64     This brings us to the fourth Notification Matter. It is couched in very general terms leading Rajah JA to observe in Re Andrews at [58] that it is in the nature of a catch-all provision. However, as we alluded to above, we prefer to see the fourth Notification Matters as laying down the ultimate question for the court, which is, whether in the light of all the circumstances of the case, including the mandatory considerations as well as the three other listed Notification Matters, it is reasonable, in the sense that there is good and sufficient reason, to admit the foreign senior counsel for the purpose of the case in question. In considering this ultimate question the court may also have regard to factors that would make it unreasonable to admit foreign counsel; these factors of a negative nature may not otherwise fall easily within the rubric of the other Notification Matters.

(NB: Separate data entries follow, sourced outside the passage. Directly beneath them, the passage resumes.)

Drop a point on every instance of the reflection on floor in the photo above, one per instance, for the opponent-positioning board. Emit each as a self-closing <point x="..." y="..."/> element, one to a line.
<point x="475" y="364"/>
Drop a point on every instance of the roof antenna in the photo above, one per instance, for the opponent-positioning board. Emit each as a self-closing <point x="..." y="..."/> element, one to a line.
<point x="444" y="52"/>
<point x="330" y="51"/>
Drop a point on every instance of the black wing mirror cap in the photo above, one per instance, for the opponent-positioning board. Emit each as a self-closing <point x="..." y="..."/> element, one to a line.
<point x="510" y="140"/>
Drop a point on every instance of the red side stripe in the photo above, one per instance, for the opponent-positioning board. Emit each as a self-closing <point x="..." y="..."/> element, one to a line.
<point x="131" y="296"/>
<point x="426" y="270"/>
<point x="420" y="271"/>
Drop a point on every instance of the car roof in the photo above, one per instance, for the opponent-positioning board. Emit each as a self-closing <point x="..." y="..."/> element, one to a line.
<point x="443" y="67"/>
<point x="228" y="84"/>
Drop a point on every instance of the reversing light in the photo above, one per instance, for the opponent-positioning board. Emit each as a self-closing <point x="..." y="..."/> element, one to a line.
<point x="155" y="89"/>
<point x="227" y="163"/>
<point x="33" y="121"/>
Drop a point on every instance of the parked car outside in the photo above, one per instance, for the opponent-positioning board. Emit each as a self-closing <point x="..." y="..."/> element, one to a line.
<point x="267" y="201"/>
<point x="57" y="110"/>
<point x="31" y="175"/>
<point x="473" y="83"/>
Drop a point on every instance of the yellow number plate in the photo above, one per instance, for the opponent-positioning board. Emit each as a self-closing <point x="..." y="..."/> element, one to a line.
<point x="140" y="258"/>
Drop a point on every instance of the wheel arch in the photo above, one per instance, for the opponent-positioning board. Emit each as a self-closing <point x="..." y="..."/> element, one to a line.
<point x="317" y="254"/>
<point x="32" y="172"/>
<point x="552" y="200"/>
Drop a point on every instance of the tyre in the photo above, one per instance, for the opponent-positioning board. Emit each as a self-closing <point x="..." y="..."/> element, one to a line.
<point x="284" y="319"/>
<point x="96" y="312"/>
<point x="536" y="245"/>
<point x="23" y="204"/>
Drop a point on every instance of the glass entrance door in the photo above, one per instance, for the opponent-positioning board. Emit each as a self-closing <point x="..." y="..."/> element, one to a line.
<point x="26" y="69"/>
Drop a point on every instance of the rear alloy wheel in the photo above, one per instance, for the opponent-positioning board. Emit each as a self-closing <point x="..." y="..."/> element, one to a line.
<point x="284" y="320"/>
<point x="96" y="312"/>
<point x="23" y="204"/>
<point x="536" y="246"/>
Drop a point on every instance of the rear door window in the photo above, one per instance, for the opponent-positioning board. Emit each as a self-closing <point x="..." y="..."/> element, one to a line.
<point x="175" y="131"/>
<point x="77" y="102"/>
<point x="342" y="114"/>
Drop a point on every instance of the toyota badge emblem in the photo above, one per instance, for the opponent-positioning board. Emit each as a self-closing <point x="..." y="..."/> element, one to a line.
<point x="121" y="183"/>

65     It follows from all we have said that although for analytical purposes, each of the Notifications Matters is to be considered individually, yet they are also inevitably bound to impact each other and so to be considered collectively. We reiterate that the weight accorded to the various factors taken into consideration is very much at the court’s discretion, but the broad principle in accordance with which the discretion must be exercised is that foreign senior counsel should only be admitted on the basis of “need”.

Whether Mr Beloff should be admitted in the present case

66     Having set out the analytical framework generally applicable to applications for admission of foreign senior counsel, we turn now to consider whether Mr Beloff should be admitted in the present case. In doing so we remain entirely cognisant of the limited nature of appellate intervention in a case such as this; we are not at liberty to interfere with the Judge’s exercise of discretion just because our conclusions would have differed from hers had we ourselves sat at first instance.

The mandatory requirements

67     There was no dispute that Mr Beloff met the formal requirements specified in ss 15(1)(a) and (b) of the LPA. As a matter of convenience, we next turn to consider whether the case concerns any of the ring-fenced areas of law, before turning to the question of Mr Beloff’s particular experience for the purpose of this case.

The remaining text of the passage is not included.